在 runafewfinalizers() 函数里面，遍历所有已经没有在被引用的，且带有 __gc 元方法的对象（表对象，或者用户数据对象），执行 GCTM() 方法。在 GCTM() 方法中，会先调用 udata2finalize() 方法将对象从 g->tobefnz 链表中摘下来，重新放回到 g->allgc 链表中，再判断对象当前是否还存在 __gc 元方法，如果存在，就调用 __gc 元方法，注意，调用这个 __gc 元方法是采用 pcall 方式调用的，目的是为了在函数里头要是出现异常情况，能回到当前环境，status = LUA_ERRGCMM; 标记当前异常是发生在 __gc 里头的。但如果其中某个对象在执行 __gc 的元方法时，pcall 失败了，GCScallfin 阶段就会被中断，执行55代码，抛出异常，然后得等下次进入 singlestep() 时，再继续执行剩余对象的 __gc 元方法。

例如下面的例子：

local function f( )
	local t1 = setmetatable({}, {__gc = function (t)
		print("aaa", t)
	end})


	local t2 = setmetatable({}, {__gc = function (t)
		print("bbb", t)
		t = 12+t.a
	end})
	
	print("----------------- gc start", t1, t2)

	t1 = nil
	t2 = nil
	
	collectgarbage()

	print("----------------- gc end")
end

local ok, err = pcall(f)
print(ok, err)

print("----- call gc again")
collectgarbage()

print("main end")
--[[
运行结果：
----------------- gc start      table: 00da85f0 table: 00da8668
bbb     table: 00da8668
false   error in __gc metamethod (..\aaaa.lua:9: attempt to perform arithmetic on a nil value (field 'a'))
----- call gc again
aaa     table: 00da85f0
main end
]]

我们可以看到，表 t2 在第1次17行全量 gc 时，报错了，导致表 t1 的元方法，在第2次26行全量 gc 的时候才被执行到。
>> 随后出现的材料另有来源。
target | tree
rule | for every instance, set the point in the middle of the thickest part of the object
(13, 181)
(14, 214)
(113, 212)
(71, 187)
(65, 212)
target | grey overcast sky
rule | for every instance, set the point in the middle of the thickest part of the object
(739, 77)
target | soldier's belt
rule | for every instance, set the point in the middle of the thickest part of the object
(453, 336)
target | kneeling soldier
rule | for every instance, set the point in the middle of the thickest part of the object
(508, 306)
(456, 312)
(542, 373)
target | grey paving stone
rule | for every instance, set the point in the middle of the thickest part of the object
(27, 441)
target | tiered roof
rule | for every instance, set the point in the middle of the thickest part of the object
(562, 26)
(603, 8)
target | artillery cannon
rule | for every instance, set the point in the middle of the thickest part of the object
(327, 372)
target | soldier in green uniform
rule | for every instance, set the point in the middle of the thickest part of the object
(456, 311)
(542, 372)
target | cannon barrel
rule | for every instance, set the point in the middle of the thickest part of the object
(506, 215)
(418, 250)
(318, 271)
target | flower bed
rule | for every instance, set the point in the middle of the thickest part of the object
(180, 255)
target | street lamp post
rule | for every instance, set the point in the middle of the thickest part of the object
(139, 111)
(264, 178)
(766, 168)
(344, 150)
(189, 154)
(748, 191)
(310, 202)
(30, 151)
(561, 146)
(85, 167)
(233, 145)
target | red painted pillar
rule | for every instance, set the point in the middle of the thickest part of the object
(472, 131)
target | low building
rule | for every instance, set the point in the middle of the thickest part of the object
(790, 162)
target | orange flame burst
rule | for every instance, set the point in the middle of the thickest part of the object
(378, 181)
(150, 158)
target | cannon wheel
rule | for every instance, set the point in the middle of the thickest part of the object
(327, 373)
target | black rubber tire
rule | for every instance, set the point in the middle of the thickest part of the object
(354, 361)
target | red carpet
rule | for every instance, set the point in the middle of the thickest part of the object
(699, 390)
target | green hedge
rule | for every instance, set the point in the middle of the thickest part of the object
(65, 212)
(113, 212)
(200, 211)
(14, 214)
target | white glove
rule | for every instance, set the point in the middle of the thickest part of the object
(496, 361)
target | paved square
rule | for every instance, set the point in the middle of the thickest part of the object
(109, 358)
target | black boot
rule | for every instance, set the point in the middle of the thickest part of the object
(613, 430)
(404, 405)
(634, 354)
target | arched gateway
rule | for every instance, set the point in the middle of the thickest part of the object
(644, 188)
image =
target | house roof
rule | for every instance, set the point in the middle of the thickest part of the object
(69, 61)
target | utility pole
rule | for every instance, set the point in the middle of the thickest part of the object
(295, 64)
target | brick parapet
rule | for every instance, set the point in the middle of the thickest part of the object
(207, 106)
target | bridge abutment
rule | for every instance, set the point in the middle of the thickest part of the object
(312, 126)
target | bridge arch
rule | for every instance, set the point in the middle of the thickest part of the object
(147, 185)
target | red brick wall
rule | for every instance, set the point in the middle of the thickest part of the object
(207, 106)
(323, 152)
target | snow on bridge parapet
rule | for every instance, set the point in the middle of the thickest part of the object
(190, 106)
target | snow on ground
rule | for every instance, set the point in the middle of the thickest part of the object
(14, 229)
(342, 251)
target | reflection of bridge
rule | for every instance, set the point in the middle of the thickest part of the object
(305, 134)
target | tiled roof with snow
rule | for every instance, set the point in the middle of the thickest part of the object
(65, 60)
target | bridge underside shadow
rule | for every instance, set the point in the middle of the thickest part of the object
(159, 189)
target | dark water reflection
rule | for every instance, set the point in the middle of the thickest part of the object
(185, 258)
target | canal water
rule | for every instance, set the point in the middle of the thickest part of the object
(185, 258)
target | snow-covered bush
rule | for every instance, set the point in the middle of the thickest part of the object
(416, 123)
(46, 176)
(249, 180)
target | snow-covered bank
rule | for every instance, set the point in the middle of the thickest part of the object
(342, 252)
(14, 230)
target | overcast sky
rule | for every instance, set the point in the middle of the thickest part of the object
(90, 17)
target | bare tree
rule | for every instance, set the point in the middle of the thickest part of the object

总的来说，在 gc 跑到 GCScallfin 阶段时，会取出 g->tobefnz 链表里的对象去执行 __gc 元方法。并且在udata2finalize() 中会把对象重新放回到 g->allgc 链表中，标记为当前白，等待下一轮gc，才回收对象。也就是说，本轮 gc 只会执行 __gc 元方法，等到下一轮，才去执行释放操作，如下图所示：

将对象重新放回 g->allgc 链表的目的也很简单，因为这个对象，有可能会在 __gc 指向的方法里头再次被引用，所以，不能在本轮 gc 释放，得放到下一轮 gc 去做检查是否需要释放。对于一个已经不在栈上，或者全局表等其他地方引用了，只有在 __gc 指向的方法里头被局部变量引用这种，例如下面的例子：

local mt = nil

mt = {__gc = function (tb)
	print("__gc tb:", tb, tb.str)
	setmetatable(tb, mt)
end}

local t = setmetatable({str = "abc"}, mt)

print("---- t:", t)
t = nil

print("========= gc1 start")
collectgarbage()
print("========= gc1 end")

print("========= gc2 start")
collectgarbage()
print("========= gc2 end")

--[[
运行结果：
---- t: table: 00000000006d9a90
========= gc1 start
__gc tb:        table: 00000000006d9a90 abc
========= gc1 end
========= gc2 start
__gc tb:        table: 00000000006d9a90 abc
========= gc2 end
__gc tb:        table: 00000000006d9a90 abc
]]

在例子中，我们看到，表 t 引用着 str 字符串对象，所以，在原子阶段的 markbeingfnz() 函数中 mark 字符串str，使其不被 gc 回收。在 GCScallfin 阶段，调用 __gc 元方法，把表对象 t 又重新插回 g->allgc 链表。接着我们看到 __gc 指向的函数内，又一次调用 setmetatable(tb, mt) 设置元表，流程又回到了开篇介绍 setmetatable()的实现了。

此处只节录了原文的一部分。